How to actually use this

1. Start with the regime. The regime tells you what kind of market you're in. In Goldilocks, most risk assets work. In Stagflation, almost nothing works except commodities and cash. Don't fight the regime.

2. Check the conviction levels. STRONG conviction means the system has multiple confirming signals and the thesis has survived scrutiny. MODERATE means reasonable but not slam-dunk. LOW means thin evidence — treat these as watch-list items, not trades.

3. Read the scenarios, not just the base case. If the base case is "soft landing at 55%" but the bear case is "recession at 30%", that 30% matters. Good traders size positions to survive their worst-case scenario, not just profit from the best case.

4. Watch for regime transitions. The trajectory field ("IMPROVING", "STABLE", "DETERIORATING") tells you if conditions are changing. A deteriorating Goldilocks is much more dangerous than a stable one. Transitions are where the big money is made — and lost.

The best macro trades happen when the regime is changing but the market hasn't noticed yet. If the AI flags a transition from Goldilocks to Stagflation while equities are at all-time highs, that's a high-conviction setup.

Reading asset views correctly

Each asset view has a direction, conviction, and thesis. The thesis is the "why" — a causal chain like "IF the Fed holds rates longer THEN the dollar stays strong BECAUSE rate differentials widen."

The invalidation price/condition tells you when the thesis breaks. This is your stop-loss logic. If the AI says "bearish gold above $2,100 — invalidated if gold breaks $2,250 on a weekly close," then $2,250 is where you admit the trade isn't working.

When a view changes direction (e.g. bullish to bearish), check the reasoning. The system requires naming a specific broken thesis pillar before reversing. If the reasoning is thin, the reversal may be premature.

Key terms you'll see

  • Yield Curve — The spread between short- and long-term interest rates. An inverted curve (short rates above long rates) has preceded every US recession.
  • Breakeven Inflation — What the bond market expects inflation to be. Rising breakevens mean the market expects more inflation.
  • HY Spreads — The extra yield junk bonds pay over Treasuries. Widening spreads signal growing credit stress.
  • CFTC Positioning — Shows how speculators are positioned in futures markets. Extreme positioning is a contrarian signal.
  • Quantitative Tightening — The Fed shrinking its balance sheet, which drains liquidity from markets.
  • Real Yields — Interest rates adjusted for inflation. Rising real yields are a headwind for gold and growth stocks.

What NOT to do

Don't trade LOW conviction views. They're informational — the system itself isn't confident enough to put real money behind them.
Don't ignore the key risks section. If the top risk is "inflation reaccelerates" and you're long equities, you need a plan for that scenario.
Don't fight cross-asset consistency. If the macro is bearish equities, bearish credit, and bullish the dollar — that's a coherent risk-off picture.
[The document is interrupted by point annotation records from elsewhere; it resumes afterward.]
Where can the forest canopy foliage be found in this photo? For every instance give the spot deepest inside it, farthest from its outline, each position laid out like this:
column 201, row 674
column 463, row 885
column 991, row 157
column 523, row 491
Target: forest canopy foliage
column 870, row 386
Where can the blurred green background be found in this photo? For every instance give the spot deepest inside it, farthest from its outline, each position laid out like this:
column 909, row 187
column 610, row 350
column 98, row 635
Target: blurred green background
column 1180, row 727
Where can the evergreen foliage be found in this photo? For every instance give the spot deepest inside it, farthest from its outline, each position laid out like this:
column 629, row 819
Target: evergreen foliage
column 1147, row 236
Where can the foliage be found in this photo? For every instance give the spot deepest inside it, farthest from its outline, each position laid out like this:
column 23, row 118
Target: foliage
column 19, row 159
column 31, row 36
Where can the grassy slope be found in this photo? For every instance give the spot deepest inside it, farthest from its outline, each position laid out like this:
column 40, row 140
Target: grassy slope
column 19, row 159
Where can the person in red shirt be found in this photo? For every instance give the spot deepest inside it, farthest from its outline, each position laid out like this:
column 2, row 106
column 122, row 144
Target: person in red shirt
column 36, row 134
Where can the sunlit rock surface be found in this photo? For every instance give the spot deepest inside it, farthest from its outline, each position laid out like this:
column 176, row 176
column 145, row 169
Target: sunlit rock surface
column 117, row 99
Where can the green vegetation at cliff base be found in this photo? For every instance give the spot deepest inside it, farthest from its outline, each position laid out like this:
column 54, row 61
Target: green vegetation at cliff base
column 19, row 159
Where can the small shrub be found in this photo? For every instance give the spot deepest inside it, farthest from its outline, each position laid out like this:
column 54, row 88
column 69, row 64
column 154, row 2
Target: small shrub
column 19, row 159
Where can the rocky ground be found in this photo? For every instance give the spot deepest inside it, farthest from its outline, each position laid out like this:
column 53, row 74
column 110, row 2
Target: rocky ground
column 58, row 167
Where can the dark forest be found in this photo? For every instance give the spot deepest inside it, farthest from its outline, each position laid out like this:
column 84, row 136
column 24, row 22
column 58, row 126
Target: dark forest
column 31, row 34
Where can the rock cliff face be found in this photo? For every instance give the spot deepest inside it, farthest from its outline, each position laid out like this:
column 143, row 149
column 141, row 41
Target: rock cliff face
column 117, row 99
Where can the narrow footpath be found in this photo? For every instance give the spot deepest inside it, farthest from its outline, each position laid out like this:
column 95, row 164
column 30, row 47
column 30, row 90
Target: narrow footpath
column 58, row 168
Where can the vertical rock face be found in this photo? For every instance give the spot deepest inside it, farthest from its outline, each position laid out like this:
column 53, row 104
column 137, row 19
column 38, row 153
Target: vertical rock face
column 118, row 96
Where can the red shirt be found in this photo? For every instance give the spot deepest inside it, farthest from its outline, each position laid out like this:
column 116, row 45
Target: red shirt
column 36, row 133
Going long equities against all three signals is a low-probability bet.
Don't over-react to single data points. The system flags what counts as signal vs noise based on the current volatility regime. If a data release doesn't move the macro view, it's probably noise.

When to check this page

The macro analysis runs twice daily on weekdays and once on Sundays. Check it in the morning before your trading day starts. If a breaking news event triggers a re-analysis (you'll see it on the Daily page), check again — the regime may have shifted.